You may wonder why an sp2 –sp3 bond is stronger than an sp3-sp3 bond. Bond strength depends on the efficiency with which orbitals can overlap. In general, s orbitals overlap more efficiently than do p orbitals; therefore, the s–s bond in the hydrogen molecule is stronger than the p–p bond in fluorine. In hybrid orbitals, the greater the s character of the orbital, the more efficiently it can overlap: an sp2 orbital, which has a 33% s character, can overlap more effectively than an sp3 orbital, with only 25% s character.
Alkene hydrogenation is the addition of hydrogen gas (H2) to an alkene which saturates the bond and forms an alkane. Alkene hydrogenation reactions require a transition metal catalyst, such as Pt or Pd, to speed up the reaction.

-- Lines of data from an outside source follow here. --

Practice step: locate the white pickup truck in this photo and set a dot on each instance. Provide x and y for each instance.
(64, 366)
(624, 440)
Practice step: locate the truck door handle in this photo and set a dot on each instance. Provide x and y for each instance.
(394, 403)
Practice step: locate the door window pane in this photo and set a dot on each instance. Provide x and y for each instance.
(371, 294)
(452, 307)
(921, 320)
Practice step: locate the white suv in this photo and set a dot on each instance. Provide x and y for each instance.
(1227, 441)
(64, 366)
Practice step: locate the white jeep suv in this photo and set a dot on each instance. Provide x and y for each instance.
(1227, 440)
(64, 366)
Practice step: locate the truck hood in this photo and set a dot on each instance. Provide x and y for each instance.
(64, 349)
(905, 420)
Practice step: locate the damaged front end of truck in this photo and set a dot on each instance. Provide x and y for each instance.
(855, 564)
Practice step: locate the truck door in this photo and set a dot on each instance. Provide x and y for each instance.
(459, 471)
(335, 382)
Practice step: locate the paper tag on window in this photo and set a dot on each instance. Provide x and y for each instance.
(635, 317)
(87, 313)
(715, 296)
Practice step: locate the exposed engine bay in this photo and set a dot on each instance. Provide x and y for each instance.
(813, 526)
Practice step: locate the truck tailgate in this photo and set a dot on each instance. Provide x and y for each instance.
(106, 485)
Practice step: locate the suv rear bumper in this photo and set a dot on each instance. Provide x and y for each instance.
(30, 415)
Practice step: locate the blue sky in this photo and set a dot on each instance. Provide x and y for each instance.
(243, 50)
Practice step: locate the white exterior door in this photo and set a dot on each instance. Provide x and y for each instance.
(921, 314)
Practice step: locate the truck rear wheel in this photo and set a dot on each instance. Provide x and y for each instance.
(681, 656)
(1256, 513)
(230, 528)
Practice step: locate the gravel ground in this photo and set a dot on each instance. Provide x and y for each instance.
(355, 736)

The hydrogenation reaction is used in this section to investigate the stability of alkenes, however, it will be discussed in greater detail in Section 8.7. Hydrogenation reactions are exothermic and the enthalpy change in this reaction is called the heat of hydrogenation (ΔH°hydrog). Since the double bond is breaking in this reaction, the energy released during hydrogenation is proportional to the energy in the double bond of the molecule. By comparing the heat of hydrogenations from a series of alkenes that produce the same alkane, a quantitative measure of relative alkene stabilities can be produced. These experiments will lead to an general understanding of structural features which tend to stabilize or destabilize alkenes.
A catalyst increases the reaction rate by lowering the activation energy of the reaction. Although the catalyst is not consumed in the reaction, it is required to accelerate the reaction sufficiently to be observed in a reasonable amount of time. Catalysts commonly used in alkene hydrogenation are: platinum, palladium, and nickel. The metal catalyst acts as a surface on which the reaction takes place. This increases the rate by putting the reactants in close proximity to each other, facilitating interactions between them. With this catalyst present, the sigma bond of H2 breaks, and the two hydrogen atoms instead bind to the metal (see #2 in the figure below). The (pi) bond of the alkene weakens as it also interacts with the metal (see #3 below).
Since both the reactants are bound to the metal catalyst, the hydrogen atoms can easily add, one at a time, to the previously double-bonded carbons (see #4 and #5 below). The position of both of the reactants bound to the catalyst makes it so the hydrogen atoms are only exposed to one side of the alkene. This explains why the hydrogen atoms add to same side of the molecule, called syn-addition.